Wie es mit dem Gebäude mittelfristig weitergeht, ist aber nach wie vor nicht geklärt. Der Bezirk und der Eigentümer streiten sich seit Jahren vor Gericht. Die Arcadia Estates will das Haus abreißen lassen, um dort ein neues Wohnhaus zu bauen. Von Luxuswohnungen ist die Rede. Der Bezirk hat die Abrissgenehmigung bislang verweigert und stattdessen ein Verfahren wegen Leerstand eingeleitet. Das musste auf dringende Empfehlung des Berliner Verwaltungsgerichtes jedoch eingestellt werden, so Stephan von Dassel.
Ringen um einen Vergleich
Um den Rechtsstreit um die Abrissgenehmigung zu beenden, verhandelt der Eigentümer mit dem Bezirksamt über einen gerichtlichen Vergleich. Der sieht vor, dass im Falle eines Neubaus 30 Prozent der Mietwohnungen „sehr kostengünstig“ beziehungsweise für maximal 7,92 Euro pro Quadratmeter angeboten werden müssen und das Bezirksamt das Vorschlagsrecht für die Belegung dieser Wohnungen hat. „Theoretisch könnten so die jetzt im Gebäude befristet untergebrachten obdachlosen Menschen in den Neubau zurückziehen“, so der Bürgermeister.
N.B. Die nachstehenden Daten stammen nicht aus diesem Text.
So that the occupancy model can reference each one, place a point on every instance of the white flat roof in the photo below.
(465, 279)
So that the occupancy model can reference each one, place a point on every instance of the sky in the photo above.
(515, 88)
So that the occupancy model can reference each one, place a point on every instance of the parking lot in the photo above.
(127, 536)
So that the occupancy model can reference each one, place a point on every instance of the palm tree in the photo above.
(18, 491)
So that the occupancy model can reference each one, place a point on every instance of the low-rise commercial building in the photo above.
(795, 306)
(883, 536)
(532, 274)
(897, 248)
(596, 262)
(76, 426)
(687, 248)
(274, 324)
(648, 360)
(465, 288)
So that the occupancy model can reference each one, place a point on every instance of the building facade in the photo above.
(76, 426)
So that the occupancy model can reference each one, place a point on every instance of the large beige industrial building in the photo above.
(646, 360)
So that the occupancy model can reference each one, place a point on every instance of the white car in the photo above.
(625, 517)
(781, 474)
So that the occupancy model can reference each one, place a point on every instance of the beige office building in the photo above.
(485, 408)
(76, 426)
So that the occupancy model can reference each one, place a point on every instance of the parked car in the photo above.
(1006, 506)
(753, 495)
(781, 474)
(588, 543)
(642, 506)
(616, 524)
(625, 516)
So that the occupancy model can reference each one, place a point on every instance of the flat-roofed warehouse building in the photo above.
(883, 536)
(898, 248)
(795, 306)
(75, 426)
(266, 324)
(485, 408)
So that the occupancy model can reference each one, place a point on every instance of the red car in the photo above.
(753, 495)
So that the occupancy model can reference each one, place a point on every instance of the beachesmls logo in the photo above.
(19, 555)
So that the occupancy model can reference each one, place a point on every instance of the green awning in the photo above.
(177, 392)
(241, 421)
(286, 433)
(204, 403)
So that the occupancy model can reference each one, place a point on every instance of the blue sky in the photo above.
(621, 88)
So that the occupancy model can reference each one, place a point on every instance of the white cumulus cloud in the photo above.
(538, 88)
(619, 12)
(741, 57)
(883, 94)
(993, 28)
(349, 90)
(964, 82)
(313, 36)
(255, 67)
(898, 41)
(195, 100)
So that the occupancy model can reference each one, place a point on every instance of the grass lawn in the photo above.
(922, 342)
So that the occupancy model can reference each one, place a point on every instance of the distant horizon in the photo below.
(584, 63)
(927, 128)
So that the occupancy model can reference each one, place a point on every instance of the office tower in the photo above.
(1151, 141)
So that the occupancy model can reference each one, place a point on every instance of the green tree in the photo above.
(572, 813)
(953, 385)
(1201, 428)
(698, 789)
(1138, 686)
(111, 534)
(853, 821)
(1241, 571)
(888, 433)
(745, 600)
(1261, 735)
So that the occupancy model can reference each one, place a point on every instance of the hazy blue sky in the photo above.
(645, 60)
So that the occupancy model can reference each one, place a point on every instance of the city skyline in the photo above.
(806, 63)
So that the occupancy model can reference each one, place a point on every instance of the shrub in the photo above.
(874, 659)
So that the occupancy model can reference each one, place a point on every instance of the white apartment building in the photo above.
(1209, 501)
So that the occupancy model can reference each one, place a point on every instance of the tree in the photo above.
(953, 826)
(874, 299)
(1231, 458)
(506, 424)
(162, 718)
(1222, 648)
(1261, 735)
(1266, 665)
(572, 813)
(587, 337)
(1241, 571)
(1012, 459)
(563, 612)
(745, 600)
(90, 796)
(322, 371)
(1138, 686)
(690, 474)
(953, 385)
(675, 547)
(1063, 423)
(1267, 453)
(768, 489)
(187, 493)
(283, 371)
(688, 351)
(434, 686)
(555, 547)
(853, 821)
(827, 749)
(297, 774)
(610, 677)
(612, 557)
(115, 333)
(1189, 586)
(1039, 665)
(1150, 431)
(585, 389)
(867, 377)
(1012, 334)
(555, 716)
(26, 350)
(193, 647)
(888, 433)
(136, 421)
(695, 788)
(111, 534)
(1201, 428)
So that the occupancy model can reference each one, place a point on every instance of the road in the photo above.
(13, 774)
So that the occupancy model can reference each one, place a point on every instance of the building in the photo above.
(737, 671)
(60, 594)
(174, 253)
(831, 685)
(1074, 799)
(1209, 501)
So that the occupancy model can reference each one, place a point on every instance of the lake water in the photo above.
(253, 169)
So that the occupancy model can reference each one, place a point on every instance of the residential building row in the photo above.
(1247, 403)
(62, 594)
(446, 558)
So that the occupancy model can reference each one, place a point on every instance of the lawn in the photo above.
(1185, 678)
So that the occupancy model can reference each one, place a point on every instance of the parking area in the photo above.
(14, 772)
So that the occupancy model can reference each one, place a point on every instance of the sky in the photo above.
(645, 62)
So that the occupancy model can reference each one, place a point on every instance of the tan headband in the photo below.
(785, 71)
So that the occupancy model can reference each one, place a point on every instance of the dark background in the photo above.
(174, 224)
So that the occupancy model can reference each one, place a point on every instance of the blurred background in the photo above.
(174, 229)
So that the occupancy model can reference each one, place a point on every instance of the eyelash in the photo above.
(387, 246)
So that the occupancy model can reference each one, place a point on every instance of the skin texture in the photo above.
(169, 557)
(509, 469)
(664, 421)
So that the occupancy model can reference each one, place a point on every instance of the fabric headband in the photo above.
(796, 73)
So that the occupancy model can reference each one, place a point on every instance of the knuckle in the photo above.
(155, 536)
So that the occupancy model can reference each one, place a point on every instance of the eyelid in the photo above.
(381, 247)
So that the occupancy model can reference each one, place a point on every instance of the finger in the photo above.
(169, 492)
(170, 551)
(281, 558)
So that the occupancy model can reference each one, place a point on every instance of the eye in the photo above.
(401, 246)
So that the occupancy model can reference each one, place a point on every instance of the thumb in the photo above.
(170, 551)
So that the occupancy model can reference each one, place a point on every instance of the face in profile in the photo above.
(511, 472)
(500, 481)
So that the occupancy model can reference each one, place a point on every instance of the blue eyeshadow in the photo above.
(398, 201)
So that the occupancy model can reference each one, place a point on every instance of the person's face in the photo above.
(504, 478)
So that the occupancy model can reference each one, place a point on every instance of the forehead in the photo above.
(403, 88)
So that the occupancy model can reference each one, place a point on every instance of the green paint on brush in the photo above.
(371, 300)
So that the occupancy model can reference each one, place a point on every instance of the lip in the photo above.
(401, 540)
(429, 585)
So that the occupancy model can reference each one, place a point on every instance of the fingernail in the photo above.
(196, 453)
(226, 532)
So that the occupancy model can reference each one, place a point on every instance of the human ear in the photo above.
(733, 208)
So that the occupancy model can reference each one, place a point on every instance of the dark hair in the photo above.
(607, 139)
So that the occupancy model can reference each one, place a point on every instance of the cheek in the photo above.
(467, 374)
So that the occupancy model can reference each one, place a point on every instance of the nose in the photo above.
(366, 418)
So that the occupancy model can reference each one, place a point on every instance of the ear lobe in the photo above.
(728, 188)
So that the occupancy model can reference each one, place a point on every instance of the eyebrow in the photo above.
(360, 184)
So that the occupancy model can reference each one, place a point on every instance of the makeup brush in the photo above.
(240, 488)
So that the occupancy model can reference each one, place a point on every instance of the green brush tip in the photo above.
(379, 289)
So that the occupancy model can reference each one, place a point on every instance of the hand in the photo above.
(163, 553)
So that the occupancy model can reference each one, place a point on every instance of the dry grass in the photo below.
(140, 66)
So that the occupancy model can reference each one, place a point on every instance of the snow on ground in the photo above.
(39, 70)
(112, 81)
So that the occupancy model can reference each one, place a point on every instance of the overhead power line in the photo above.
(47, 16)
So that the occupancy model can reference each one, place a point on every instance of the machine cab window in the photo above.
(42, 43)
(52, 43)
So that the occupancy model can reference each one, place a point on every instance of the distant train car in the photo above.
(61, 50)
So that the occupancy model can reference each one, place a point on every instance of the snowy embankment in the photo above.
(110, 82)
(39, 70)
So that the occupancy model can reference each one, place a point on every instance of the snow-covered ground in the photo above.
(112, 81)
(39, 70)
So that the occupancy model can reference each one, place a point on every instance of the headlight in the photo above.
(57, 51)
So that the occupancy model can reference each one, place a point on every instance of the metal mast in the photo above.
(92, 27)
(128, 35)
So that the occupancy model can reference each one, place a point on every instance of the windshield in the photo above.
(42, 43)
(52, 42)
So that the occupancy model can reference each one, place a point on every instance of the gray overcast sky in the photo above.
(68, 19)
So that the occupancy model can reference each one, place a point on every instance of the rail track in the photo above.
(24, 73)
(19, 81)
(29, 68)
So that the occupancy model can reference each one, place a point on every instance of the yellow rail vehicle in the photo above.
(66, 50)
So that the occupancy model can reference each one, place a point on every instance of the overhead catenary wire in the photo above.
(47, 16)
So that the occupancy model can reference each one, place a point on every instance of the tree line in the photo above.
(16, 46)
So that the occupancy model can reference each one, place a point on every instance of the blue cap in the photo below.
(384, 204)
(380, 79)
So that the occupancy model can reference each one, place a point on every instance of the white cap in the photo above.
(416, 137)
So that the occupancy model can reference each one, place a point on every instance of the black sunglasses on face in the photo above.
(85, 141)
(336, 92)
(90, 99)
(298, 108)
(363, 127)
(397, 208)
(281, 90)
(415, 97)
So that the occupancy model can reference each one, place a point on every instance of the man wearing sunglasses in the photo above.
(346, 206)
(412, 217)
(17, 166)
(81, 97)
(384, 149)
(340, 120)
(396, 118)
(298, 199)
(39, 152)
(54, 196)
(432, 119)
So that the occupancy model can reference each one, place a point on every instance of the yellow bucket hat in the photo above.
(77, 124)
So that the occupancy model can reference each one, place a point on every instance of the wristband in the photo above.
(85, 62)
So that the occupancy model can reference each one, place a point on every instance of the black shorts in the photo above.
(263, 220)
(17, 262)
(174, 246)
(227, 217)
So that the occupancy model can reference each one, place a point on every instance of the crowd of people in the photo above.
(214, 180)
Den Altmietern wiederum soll eine großzügige Abfindung angeboten werden. „Oder sie ziehen in Umsetzwohnungen um und dürfen nach Fertigstellung in den Neubau zurück, bezahlen aber weiterhin die bisherige kostengünstige Miete.“ Außerdem sollen die Wohnungen im Neubau zehn Jahre lang davor geschützt sein, in Eigentumswohnungen umgewandelt zu werden. „Ein sehr gutes Angebot“, sagt Stephan von Dassel. „Aber natürlich ist der Abriss eines sanierungsfähigen Gebäudes, auch wenn es erhebliche Mängel beim Brandschutz gibt, aus Klima- und Ressourcenschutzgründen nicht zu vertreten.“ Doch würde der Bezirk vor Gericht verlieren, hätten die Eigentümer völlige Handlungsfreiheit. „Ein echtes Dilemma.“
Die Initiative "Leerstand-Hab-ich-Saath" feiert derweil den erfolgreichen Einzug der Obdachlosen und will den Abriss der Habersaathstraße „auf keinen Fall zulassen“.